GANT61 reduced, while JAG1 elevated Notch1 and Hes1 protein expression levels in HT-29 and HCT-116 CSCs, and JAG1 also elevated the levels of these proteins in GANT61-treated HT-29 and HCT-116 CSCs (Fig. 6A and B). Furthermore, GANT61 decreased relative cell viability (P<0.01), while JAG1 had no significant effect on HT-29 CSCs; however, JAG1 did elevate the relative viability of GANT61-treated HT-29 CSCs (P<0.05) (Fig. 6C). Moreover, GANT61 elevated apoptosis in HT-29 CSCs (P<0.001), while JAG1 decreased this (P<0.05), as well as reducing apoptosis in GANT61-treated HT-29 CSCs (P<0.05) (Fig. 6E and G). In addition, GANT61 downregulated (P<0.001), while JAG1 did not significantly impact relative HCT-116 CSC or GANT61-treated HCT-116 CSC viability (Fig. 6D). Moreover, GANT61 upregulated the levels of apoptosis (P<0.001), while JAG1 did not significantly affect the apoptotic rate of HCT-116 CSCs. However, JAG1 did reduce apoptosis in GANT61-treated HCT-116 CSCs (P<0.05) (Fig. 6F and H). The results indicated that JAG1 eliminated the effects of GANT61 on CSC viability and apoptosis.

Discussion

Although CRC patient prognosis has improved, the poor survival rate of patients with metastatic disease necessitates the discovery of novel drugs and additional therapies, among which biological (such as anti-VEGF agents) and targeted therapies are the most promising. In a clinical setting, several novel drugs, such as anti-VEGF agents and MEK inhibitors, have demonstrated favourable therapeutic effects; however, these are not sufficient to fulfil the need for more efficacious therapies (32,33). Previous studies have clarified that the Hh signalling pathway promotes progression and mediates chemoresistance in CRC (14,34,35). However, a limited number of studies have been published on the role of the Hh pathway and its inhibitor GANT61 in CRC. Therefore, the present study was performed to evaluate the effects of GANT61 on CRC cells and CRC-CSCs, which revealed the following: i) GANT61 treatment decreased CRC cell viability and the expression of Gli1, β-catenin and Notch1, as well as the proportion of CD133+ CRC cells, in a dose-dependent manner; and (ii) GANT61 exhibited good cytotoxic activity against CRC cells and CRC-CSCs by regulating the Wnt/β-catenin and Notch signalling pathways.

Studies performed on multiple carcinomas have suggested GANT61 as a potentially promising antitumour drug, since the increasingly important role of the Hh signalling pathway has been established in cancer.
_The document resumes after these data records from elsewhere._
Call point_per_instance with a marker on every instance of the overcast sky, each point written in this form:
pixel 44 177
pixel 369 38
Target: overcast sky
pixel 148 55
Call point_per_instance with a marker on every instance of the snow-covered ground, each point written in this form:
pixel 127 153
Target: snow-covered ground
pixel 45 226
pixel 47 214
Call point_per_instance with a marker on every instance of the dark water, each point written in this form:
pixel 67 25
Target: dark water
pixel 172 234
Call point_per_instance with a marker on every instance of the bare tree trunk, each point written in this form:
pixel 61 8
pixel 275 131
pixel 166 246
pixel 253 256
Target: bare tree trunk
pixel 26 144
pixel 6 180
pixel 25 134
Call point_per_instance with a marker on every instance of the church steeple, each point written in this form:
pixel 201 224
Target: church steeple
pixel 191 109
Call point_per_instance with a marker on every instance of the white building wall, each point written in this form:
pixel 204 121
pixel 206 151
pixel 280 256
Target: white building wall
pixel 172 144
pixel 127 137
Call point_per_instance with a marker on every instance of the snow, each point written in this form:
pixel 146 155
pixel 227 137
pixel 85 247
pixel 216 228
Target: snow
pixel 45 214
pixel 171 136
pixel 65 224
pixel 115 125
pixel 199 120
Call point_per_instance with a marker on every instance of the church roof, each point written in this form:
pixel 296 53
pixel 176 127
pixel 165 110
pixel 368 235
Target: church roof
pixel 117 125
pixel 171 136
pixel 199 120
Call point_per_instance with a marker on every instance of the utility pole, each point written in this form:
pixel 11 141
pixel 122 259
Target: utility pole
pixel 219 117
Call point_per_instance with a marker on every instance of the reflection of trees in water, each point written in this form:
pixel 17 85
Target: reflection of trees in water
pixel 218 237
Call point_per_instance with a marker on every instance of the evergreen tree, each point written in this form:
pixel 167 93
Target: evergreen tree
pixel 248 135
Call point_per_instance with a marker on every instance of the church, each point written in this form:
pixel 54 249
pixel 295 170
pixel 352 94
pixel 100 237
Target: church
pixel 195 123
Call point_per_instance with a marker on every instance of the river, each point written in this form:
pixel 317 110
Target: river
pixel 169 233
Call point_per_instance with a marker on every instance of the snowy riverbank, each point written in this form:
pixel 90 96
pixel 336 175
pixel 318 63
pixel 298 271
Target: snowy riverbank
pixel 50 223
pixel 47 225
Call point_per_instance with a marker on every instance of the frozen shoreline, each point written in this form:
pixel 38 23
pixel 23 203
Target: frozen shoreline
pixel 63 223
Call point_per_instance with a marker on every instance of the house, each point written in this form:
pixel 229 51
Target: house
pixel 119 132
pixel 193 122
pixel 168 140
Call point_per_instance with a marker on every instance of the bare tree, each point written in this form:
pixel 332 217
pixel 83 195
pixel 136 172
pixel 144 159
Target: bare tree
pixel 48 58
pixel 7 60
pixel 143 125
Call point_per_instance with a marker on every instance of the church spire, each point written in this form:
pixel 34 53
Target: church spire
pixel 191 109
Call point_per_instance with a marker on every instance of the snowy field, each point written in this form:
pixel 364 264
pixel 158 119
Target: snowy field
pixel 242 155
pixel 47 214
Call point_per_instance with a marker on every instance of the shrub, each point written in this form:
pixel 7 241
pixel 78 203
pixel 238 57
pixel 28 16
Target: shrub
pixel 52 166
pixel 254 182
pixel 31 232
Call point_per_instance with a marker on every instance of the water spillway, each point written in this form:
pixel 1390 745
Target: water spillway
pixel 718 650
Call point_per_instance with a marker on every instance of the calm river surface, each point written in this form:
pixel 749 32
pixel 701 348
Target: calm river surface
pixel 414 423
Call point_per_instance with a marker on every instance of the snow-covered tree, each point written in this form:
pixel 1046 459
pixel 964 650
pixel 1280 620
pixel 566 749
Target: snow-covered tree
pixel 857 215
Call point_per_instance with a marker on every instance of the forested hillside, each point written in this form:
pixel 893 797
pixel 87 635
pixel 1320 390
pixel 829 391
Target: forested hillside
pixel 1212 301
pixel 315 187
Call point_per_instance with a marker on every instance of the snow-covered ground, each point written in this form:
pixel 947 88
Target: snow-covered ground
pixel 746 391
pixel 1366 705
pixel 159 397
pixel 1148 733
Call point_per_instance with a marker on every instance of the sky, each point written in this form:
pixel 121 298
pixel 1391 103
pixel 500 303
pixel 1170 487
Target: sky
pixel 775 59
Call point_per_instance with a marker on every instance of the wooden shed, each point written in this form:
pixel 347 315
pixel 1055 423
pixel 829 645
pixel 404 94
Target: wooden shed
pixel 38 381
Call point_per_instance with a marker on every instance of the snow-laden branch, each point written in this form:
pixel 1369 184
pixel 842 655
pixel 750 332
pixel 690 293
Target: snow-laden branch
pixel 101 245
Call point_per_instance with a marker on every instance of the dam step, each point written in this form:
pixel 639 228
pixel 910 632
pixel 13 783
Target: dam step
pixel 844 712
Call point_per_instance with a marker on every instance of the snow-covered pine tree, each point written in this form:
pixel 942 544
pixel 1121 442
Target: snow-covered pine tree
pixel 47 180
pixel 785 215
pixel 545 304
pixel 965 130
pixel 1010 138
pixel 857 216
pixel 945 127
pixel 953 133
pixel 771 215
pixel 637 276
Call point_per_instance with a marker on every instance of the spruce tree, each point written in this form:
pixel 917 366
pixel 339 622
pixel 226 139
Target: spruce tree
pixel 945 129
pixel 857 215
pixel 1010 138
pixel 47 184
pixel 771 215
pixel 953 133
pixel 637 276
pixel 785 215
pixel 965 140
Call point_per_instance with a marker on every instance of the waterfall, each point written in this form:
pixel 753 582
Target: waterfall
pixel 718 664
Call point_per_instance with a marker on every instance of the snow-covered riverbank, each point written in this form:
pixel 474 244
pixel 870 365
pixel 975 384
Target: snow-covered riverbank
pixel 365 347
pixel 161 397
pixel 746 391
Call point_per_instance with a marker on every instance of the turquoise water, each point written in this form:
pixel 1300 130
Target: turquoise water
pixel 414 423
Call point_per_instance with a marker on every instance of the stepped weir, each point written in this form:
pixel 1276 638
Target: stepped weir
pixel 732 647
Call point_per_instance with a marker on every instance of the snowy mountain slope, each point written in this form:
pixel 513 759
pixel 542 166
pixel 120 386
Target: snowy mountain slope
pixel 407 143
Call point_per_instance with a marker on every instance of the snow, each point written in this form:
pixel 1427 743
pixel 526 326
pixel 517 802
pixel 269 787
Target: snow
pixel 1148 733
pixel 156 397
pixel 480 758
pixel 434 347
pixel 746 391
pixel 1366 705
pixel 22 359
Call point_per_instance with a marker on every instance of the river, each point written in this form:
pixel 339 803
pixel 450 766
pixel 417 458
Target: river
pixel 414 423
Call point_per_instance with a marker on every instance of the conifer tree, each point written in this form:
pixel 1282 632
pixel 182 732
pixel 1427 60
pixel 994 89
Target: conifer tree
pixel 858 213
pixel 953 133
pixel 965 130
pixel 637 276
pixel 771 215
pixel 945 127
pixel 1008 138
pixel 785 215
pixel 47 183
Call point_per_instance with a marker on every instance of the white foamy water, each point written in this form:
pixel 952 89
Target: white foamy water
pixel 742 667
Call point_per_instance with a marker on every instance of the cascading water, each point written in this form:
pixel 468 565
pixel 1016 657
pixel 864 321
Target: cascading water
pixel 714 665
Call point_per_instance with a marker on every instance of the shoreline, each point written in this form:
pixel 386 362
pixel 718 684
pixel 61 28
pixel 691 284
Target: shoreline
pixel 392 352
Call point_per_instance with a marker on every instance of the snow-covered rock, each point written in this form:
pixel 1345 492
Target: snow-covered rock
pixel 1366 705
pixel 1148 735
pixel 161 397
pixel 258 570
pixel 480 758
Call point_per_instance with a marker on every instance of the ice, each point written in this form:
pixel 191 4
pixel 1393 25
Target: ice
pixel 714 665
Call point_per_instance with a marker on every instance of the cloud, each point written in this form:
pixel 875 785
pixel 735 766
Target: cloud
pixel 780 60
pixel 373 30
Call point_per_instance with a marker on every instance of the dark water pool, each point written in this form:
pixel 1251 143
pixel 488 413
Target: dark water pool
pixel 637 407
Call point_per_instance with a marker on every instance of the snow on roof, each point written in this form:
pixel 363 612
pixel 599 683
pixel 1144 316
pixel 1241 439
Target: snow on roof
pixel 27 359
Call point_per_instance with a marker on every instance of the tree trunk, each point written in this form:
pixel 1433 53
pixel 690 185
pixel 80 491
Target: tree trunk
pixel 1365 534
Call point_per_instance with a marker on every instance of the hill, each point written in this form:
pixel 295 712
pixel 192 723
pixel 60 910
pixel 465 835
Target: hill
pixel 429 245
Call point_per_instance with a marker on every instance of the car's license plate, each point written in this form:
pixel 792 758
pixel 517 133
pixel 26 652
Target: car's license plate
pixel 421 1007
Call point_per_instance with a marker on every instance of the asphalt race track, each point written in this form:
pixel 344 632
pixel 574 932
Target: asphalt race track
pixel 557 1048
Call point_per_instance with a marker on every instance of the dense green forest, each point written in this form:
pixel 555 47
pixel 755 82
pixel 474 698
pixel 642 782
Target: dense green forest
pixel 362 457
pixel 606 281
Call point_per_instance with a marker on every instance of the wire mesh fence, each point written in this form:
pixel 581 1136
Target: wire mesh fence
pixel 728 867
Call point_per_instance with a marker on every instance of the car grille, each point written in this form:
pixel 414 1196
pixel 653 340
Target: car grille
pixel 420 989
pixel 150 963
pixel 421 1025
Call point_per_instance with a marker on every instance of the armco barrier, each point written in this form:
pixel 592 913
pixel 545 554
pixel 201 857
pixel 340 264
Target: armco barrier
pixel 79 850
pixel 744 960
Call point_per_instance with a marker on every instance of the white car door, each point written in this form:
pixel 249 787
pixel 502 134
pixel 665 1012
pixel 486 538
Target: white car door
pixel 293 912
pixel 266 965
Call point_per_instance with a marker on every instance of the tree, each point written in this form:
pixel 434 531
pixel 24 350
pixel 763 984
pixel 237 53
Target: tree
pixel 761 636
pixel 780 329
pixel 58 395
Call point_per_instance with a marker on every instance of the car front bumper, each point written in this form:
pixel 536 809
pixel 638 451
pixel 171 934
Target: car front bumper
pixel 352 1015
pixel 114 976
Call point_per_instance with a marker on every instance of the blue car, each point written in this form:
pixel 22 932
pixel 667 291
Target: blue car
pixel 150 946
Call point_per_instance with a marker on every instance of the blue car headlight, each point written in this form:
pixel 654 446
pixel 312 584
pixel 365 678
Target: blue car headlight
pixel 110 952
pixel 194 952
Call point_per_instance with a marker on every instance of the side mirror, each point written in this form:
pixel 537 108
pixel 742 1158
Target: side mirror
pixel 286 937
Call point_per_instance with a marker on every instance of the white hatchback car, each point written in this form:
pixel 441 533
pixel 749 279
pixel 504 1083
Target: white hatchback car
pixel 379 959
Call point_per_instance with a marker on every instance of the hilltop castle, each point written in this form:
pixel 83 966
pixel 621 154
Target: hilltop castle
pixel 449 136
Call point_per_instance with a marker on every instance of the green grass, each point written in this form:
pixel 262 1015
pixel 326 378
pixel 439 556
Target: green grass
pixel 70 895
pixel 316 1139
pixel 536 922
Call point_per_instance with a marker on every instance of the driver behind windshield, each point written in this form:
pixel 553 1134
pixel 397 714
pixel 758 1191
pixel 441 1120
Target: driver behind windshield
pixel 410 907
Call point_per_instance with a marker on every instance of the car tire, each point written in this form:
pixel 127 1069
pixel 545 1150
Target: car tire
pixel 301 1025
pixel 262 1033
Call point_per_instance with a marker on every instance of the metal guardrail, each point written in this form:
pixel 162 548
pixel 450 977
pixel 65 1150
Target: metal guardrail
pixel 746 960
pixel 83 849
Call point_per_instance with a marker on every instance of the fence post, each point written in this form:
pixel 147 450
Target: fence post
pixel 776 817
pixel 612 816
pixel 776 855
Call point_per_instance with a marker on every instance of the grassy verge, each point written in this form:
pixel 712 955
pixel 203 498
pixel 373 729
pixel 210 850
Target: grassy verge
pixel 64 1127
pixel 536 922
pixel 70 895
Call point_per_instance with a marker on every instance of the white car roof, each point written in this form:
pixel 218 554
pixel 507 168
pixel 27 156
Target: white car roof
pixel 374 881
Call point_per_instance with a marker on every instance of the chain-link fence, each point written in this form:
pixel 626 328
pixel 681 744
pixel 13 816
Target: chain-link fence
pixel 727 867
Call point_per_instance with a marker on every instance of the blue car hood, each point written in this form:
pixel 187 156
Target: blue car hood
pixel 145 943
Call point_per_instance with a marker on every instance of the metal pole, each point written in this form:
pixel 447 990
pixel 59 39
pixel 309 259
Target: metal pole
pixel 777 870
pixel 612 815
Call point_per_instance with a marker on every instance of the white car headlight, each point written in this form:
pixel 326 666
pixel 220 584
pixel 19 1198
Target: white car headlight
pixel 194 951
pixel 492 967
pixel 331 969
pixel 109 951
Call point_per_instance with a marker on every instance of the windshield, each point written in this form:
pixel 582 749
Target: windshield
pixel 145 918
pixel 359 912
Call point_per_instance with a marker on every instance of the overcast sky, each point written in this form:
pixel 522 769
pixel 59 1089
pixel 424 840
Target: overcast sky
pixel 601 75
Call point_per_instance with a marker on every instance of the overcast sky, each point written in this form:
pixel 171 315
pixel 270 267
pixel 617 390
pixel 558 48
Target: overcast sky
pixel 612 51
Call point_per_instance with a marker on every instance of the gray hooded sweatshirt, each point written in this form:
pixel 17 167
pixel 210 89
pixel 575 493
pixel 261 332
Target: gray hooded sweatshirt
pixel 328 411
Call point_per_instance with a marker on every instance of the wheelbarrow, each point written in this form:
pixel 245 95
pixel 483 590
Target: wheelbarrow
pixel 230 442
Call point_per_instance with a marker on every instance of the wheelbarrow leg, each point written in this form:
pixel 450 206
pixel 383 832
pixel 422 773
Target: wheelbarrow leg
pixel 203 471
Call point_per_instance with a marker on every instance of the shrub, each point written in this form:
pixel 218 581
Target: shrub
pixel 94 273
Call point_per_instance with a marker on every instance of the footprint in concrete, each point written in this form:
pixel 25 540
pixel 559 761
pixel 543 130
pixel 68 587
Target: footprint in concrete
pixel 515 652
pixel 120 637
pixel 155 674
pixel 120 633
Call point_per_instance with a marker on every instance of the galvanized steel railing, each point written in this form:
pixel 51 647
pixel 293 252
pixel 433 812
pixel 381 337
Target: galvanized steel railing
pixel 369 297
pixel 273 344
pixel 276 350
For instance, a study performed in nude mice involving the implantation of HeLa cells revealed that GANT61 represses the growth and apoptosis of allograft tumours, and that this compound is also tolerated in mice, as shown by white blood cell count, haemoglobin level, platelet count, and the levels of alanine aminotransferase, aspartate aminotransferase and creatine (36). Moreover, in a Ewing's sarcoma family-derived tumour cell line (SK-N-LO), GANT61 treatment induced cellular and morphological changes (such as cell shrinkage, chromatin condensation and nuclear fragmentation) in a dose-dependent manner; GANT61 also increased the percentage of apoptotic cells (37). Another study illustrated that GANT61 decreased cell viability, but enhanced apoptosis in three T-cell lymphoma cell lines (Jurkat, Karpass299 and Myla3676 cells) by reducing the levels of STAT3 phosphorylation and suppressor of cytokine signalling 3 (SOCS3) (38). These studies indicate the cytotoxic effect of GANT61 in multiple cancers. As for its role in enhancing drug sensitivity, it has been reported that GANT61 increases the response of prostate cancer cells to ionizing radiation both in vitro and in vivo (21). Another study revealed that the combination of phospholipase Cε-knockdown and GANT61 administration in castration-resistant prostate cancer cells enhanced their sensitivity to enzalutamide via inhibition of the androgen receptor pathway (39). Collectively, these findings indicate that in combination with other antitumour drugs, GANT61 can sensitize carcinomas to various treatment types.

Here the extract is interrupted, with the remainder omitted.